1999: Fears of Y2K caused the Fed to expand liquidity way too fast in late 1999 (and then they raked in that money too rapidly in early 2000), adding to the tech bubble and making its "pop" bigger. In addition, the Gramm-Leach-Bliley Financial Services Modernization Act (passed overwhelmingly by Congress) was signed by President Clinton on November 12, 1999, right before the stock market’s peak. It allowed the creation of mortgage-backed securities, collateralized debt obligations (CDOs) and Structured Investment Vehicles (SIVs)— all those names which have become infamous by now— but there is more:

2007: The market decline of 2007-09 was also caused by massive government spending (Guns and Butter II) under President George W. Bush and a Republican Congress. Trying to fight 2½ wars while also trying to solve a variety of social ills— and never vetoing a billBush’s administration was a reflection of the same kind of hubris which destroyed Johnson’s first Guns and Butter efforts back in the late 1960s.

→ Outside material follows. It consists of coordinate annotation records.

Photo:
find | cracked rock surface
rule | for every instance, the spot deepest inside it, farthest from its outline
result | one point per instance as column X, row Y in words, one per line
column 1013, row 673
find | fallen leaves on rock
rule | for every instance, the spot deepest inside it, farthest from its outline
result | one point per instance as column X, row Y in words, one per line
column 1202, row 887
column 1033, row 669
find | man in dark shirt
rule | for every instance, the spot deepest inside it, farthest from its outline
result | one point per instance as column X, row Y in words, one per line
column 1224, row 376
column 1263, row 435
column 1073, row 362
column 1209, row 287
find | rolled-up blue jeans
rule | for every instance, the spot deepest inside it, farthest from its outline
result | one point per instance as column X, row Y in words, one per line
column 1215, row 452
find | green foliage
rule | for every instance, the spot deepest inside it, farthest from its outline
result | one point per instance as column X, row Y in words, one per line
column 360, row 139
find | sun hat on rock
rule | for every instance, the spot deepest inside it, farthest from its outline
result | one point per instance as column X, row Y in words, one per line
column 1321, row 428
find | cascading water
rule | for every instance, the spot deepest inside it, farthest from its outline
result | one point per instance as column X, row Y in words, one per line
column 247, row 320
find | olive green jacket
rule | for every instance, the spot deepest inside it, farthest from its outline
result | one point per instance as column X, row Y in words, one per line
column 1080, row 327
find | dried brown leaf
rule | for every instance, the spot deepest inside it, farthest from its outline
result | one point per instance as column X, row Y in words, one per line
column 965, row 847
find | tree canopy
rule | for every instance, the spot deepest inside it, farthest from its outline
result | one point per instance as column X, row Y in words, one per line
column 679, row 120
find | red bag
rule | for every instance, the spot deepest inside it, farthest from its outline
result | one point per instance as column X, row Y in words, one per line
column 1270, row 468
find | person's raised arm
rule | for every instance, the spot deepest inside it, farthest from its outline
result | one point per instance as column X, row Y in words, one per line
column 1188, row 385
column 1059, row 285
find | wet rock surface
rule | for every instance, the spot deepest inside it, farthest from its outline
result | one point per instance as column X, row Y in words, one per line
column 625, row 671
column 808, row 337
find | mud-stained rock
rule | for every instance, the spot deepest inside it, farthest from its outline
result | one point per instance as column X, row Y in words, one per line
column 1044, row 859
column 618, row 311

What’s Next? The bottom line of this brief history lesson is that specific financial blunders in 1930, 1965 and 1999 led to deep and long market declines, while enlightened policies in 1948 and 1982 led to long, powerful market surges. What will be the government’s next big mistake— or enlightened breakthrough?

The future is not locked in stone. The decisions that President Obama, Congress and the Fed make in the next year will determine if we have 7 to 10 more bad years or maybe only one more flat year before the next bull market. Voters also have a say: The mid-term elections of 2010 may help rescue our portfolios.